Despite its many advantages, there are also plenty of disadvantages to consider.
Luckily, there is no shortage of analytics tools that can compete with it, both in features and price.
Here, we’ve compiled a list of 15 free and low-cost alternatives to Google Analytics 4 that you may want to consider.
Matomo is an open-source analytics platform that provides similar features to Google Analytics. It offers real-time analytics, customizable dashboards and detailed reports.
Matomo also gives users complete control over their data and offers a range of privacy features.
One of the most popular Google Analytics alternatives, Matomo is free if hosted on your servers.
2. Piwik PRO
Piwik PRO is a commercial spinoff of Matomo. The main differences are enterprise-level support and the integration of a customer data platform.
Like Matomo, it has an integrated privacy consent manager.
Piwik has free and paid plans.
Clicky is a flash-free, real-time analytical platform that is easy to use and records and tracks user actions in detail.
It offers features like heat mapping, backlink analysis, and mobile compatibility.
Clicky has a free option and four paid options.
Heap is best suited for online products.
It lets you measure every interaction on your website, including swipes, clicks, tabs, form submissions and page views.
Heap also offers retroactive analytics, which allows you to examine the impact of changes to your website or app.
Heap offers both free and paid plans.
5. Clarity from Microsoft
Clarity from Microsoft focuses on users interacting with your website.
It summarizes information in a convenient dashboard and provides data like rage clicks and excessive scrolling, which could indicate user frustration. Clarity also offers session recording features, which can help you understand user behavior.
Clarity is free.
Woopra provides website analytics based on four data types: people, journey, trends, and retention.

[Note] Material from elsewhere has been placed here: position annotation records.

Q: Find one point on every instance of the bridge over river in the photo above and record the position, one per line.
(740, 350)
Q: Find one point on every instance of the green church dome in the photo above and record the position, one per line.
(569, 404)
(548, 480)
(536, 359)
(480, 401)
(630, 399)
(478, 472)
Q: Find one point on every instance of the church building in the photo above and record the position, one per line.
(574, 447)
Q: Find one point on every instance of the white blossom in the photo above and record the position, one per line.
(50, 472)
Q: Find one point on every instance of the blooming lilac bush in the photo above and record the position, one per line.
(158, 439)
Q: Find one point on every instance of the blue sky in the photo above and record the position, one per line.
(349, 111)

It analyzes user actions based on their journey through different touchpoints like customer reactions after introductory emails.
Woopra tracks usage through your website and apps with real-time analytics and data. It also offers customized live reports that can help you use data to improve your customer retention and engagement.

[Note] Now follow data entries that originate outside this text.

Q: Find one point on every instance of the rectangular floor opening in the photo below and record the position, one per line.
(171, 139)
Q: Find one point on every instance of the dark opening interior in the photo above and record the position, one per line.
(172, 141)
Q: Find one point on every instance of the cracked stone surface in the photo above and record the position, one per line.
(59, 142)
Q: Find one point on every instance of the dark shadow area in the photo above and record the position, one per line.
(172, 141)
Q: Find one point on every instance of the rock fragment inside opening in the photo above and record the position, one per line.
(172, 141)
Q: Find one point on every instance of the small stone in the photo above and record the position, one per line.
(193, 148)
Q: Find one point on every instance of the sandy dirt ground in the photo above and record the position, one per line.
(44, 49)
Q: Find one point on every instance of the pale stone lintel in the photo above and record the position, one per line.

Woopra offers free and paid plans.
Countly is an open-source analytics tool that prides itself on being a GDPR-friendly alternative to Google Analytics.
It offers real-time analysis across websites and apps, as well as a unique user ID feature that allows the same user to be identified more easily across multiple browsers and devices.

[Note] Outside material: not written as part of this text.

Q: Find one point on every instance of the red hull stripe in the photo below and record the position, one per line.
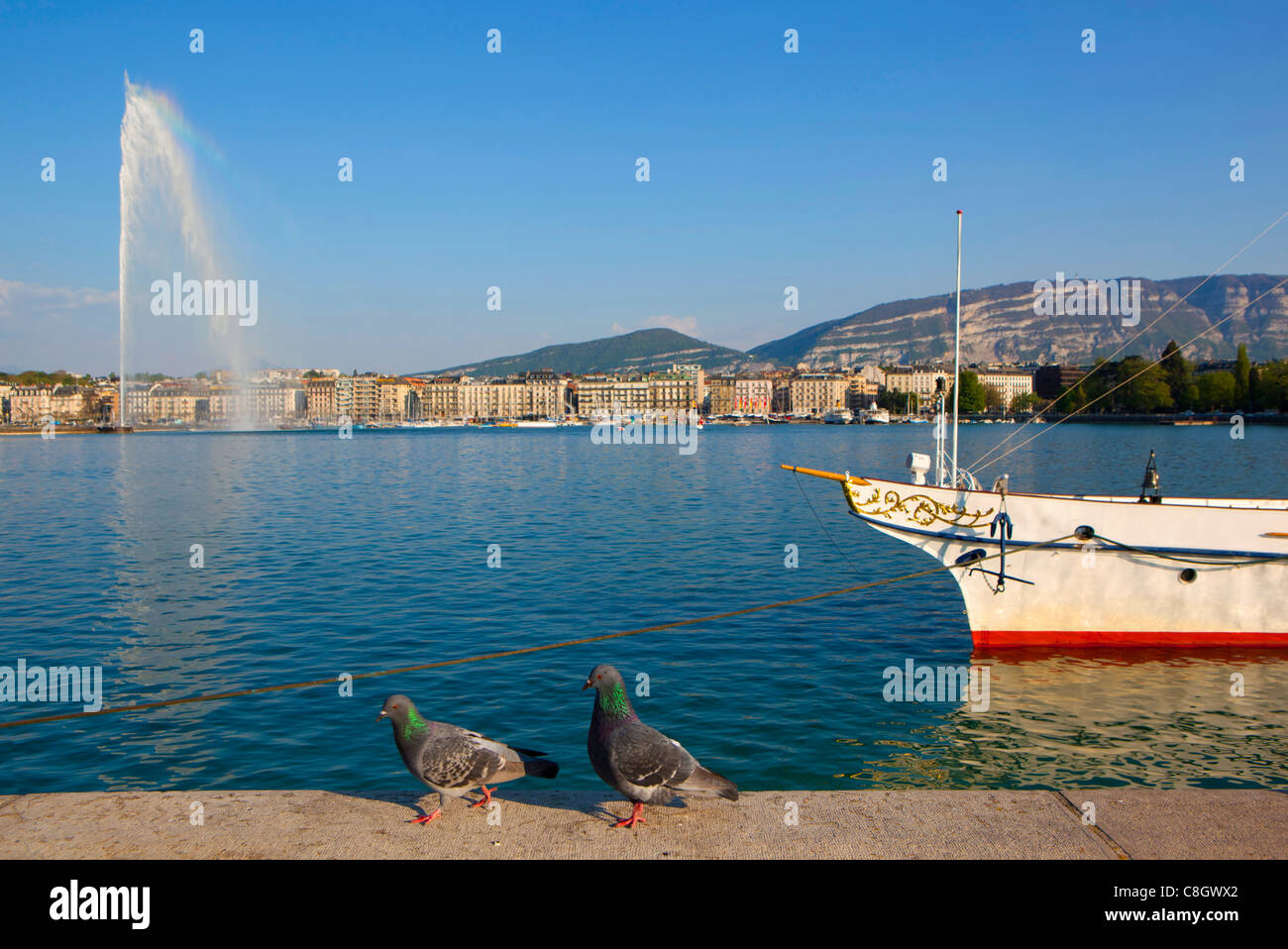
(1133, 638)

It has free and paid options.
Smartlook is an analytics solution tool for websites, iOS/Android apps and various app frameworks.
It helps users understand how customers interact with their website or app by providing features such as session recordings, heatmaps, automatic tracked events, and conversion funnels.
Smartlook has free and paid options.
GoSquared is a web analytics platform designed for ease of use.
Its features include heatmaps, session recordings and funnel analysis. It is also privacy-focused, with features like IP anonymization and consent management.
Plans start at $9.
Kissmetrics tracks and analyzes user behavior based on first-party data it collects from your website or app.
Features include heatmaps, session recordings and funnel analysis. Kissmetrics helps personalize the user experience by showing different content to different users based on their behavior.
Plans start at $299.
11. Cabin Analytics
Cabin Analytics is designed to have a very small carbon footprint.
It is similar to Kissmetrics in that it is based on first-party data and can personalize user experience.
Cabin Analytics has free and paid plans.
PostHog is an all-in-one product analytics platform that includes session recording, A/B testing and other features to track user behavior in your app or website.
It is an event-based platform, which means you only pay for the events you track.
PostHog offers a generous 1 million events per month for free, so most smaller users can use it for free.
Plausible is a leader in the trend of lightweight, privacy-oriented analytics tools.
It is easy to use and does not collect any personally identifiable information, making it ideal for complying with the E.U.’s General Data Protection Regulation (GDPR). This comes at the cost of functionality.
Plausible, and tools like it, only track very basic website metrics like pageviews, session duration and referrer information. It is a good option for content and marketing teams who just want easy-to-use, basic website analytics.
Plans start at $9.
Fathom is another privacy-focused analytics tool like Plausible.
It doesn’t have the deeper features of GA4, but it’s a solid choice if you want a lightweight website analytics tool.
Plans start at $14.
Counter is an open-source analytics tool that uses a “pay what you want” model.
As with Plausible and Fathom, it is privacy focused and has very basic features and measurements.
The big difference between it and the previous two entries is you can’t drill down deeply into individual page performance. However, it is free.